Impacto do Carnaval na Economia Local
A economista da Fecomércio-MG, Fernanda Gonçalves, ressalta que, se bem organizado, o Carnaval pode aumentar a permanência dos consumidores e atrair visitantes de outras regiões, consolidando Belo Horizonte como um importante destino turístico. “O evento gera faturamento, emprego temporário e maior arrecadação”, afirma.
Fernanda destaca que o Carnaval passou a desempenhar um papel crucial no calendário econômico da capital. “O evento não apenas melhora o fluxo de pessoas, mas também fortalece o comércio local, estimula serviços e cria novas oportunidades de renda em um período que, tradicionalmente, é considerado fraco para muitos setores”, explica.
Preocupações e Desafios Identificados
Apesar do otimismo, 22,8% dos empreendedores ouvidos na pesquisa manifestaram que o Carnaval pode prejudicar seus negócios, enquanto 9,3% acreditam que as festividades não terão impacto significativo.
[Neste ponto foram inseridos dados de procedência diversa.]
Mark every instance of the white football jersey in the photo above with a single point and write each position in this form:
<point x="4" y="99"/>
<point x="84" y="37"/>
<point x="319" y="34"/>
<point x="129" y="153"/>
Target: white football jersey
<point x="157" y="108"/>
Entre os pessimistas, 28,1% mencionam a desorganização e 23,4% relatam uma possível queda nas vendas.
Outro dado alarmante é que 46,9% das empresas que pretendem funcionar durante o Carnaval não planejam investir em ações específicas para a data. Por outro lado, 26,9% indicaram que aumentarão seus estoques e 16% vão dedicar recursos ao treinamento de funcionários. Apenas 7,4% cogitam contratar temporários.
A maioria (26,4%) não pretende realizar ações para incrementar as vendas neste período, enquanto 24,1% planejam usar publicidade, 23,6% apostam em preços promocionais e 20,7% em um atendimento diferenciado.
Funcionamento do Comércio Durante as Festividades
Quando analisamos as empresas que planejam operar durante o Carnaval, as farmácias, hipermercados e padarias se destacam, com 13,68% de expectativa de funcionamento. Seguem-se bebidas, hortifrutigranjeiros, minimercados e mercearias, cada um com 11,97%.
O levantamento da Fecomércio-MG indica que 67,4% das empresas pretendem funcionar todos os dias, enquanto 22,9% abrirão apenas no sábado e 20% na quarta-feira, após o meio-dia. O domingo terá 14,3% de funcionamento, enquanto outras datas têm percentuais menores.
A pesquisa também revelou que, entre os estabelecimentos que abriram durante o Carnaval de 2025, a segurança foi bem avaliada, com 13,7% considerando-a muito boa e 56,5% como boa. No entanto, o transporte público foi avaliado negativamente por 7,7% dos empresários, mostrando que ainda há desafios a serem superados.
Sobre os estoques, 56% afirmam que estão preparados, enquanto 20,6% ainda estão organizando suas encomendas. Essa preparação revela uma maturidade crescente do comércio belo-horizontino, que está aprendendo a tratar o Carnaval como uma data comercial estratégica.
“O planejamento de estoques, adaptação de horários, investimentos em atendimento e ações promocionais demonstram a capacidade de resposta do comércio e sua resiliência diante das oportunidades”, conclui Fernanda.